First of all Howard Vernon's star turn as Dr. Orlof is always interesting, Orlof is a man living in a castle that can only be reached by row boats navigating dark, threatening waters. There, he barely keeps alive his formerly beautiful but now disfigured daughter. Becoming a serial killer of young, beautiful women, we first meet Orlof fondling the face of a young woman in a nightclub and seemingly more interested in her skin than anything else. Of course, he is the evil doctor that claims victims to restore the beauty of his daughter. Orlof does not commit the ghastly deeds; instead, he has a bestial accompanist, Morpho, whom he helped escape from prison after he was arrested for the murder of his father. Morpho, now scared and blinded with pop-out eyeballs, becomes the fiend who both molests and then bits the necks of the pretty young victims. Always present to orchestrate the mayhem, once the victim lies dead or at least unconscious, Dr. Orlof taps on the floor with his cane to give direction to his brute manservant.
However, the movie's best sequences involve those creepy sequences leading up to the appearance of both Orlof and Morpho, when terrified beauties panic, breath heavily, look frantically around their darkened surroundings and suddenly walk directly into the arms of danger. During one interesting sequence, after Orlof places his unknowing victim into a house of dread, the girl wanders upstairs calling out Orlof's name, expecting the rich sugar-daddy to join her, but instead, she finds Morpho, blindly lashing out to grab her. Remaining virtually motionless and noiseless near the edge of the large hallway area, the victim expects Morpho to venture on down the stairs, but with rapid speed and virtual eyesight, the maniac zones right in on the cowering victim whose neck is ripped open with munching teeth. Logically, both the victim and the audience feel the girl has outsmarted the fiend because of his very apparent blindness and her "quiet as a mouse" stance. But when Morpho runs right up to her, everyone is surprised.

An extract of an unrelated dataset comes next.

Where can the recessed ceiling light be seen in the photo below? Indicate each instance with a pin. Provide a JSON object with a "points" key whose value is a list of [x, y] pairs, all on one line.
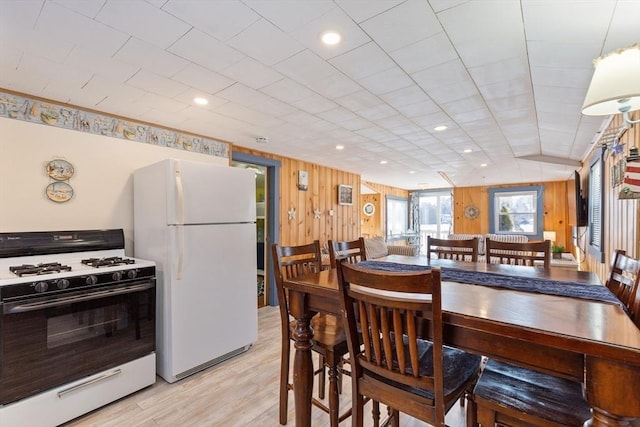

Suspense is incorporated into the plot when the lead detective's fiancee, now going undercover as a cabaret singer to attract the serial killer's attention, cleverly learns that the rich gentleman Orlof has poured a drug into her drink (visible from the mirror's reflection) and she hastily writes a lip-stick note to be given to the policeman on the corner. The policeman dutifully delivers the note to the detective, but as the girl is overpowered and taken to Orlof's castle by boat, the detective decides upon two or three separate occasions to open and read the note later. When the detective finally reads the note while in his pajamas in bed, the young victim is on the operating table ready for Orlof's knife. The detective gets moving and solves the case in less than six minutes.
Unfortunately, both a French and American print is offered, but no subtitles, so the viewer has to tolerate American dubbing. Other than scene sequence selection, no extras are available. The original 35mm print is nicely letterboxed, and while a few lines and glitches appear, the print is generally dense and sharp. The Awful Dr. Orlof is not a classic, but for the European horror cinema, it remains a pivotal movie and showcases the talents of Jess Franco which were to deteriorate over the course of the next three decades.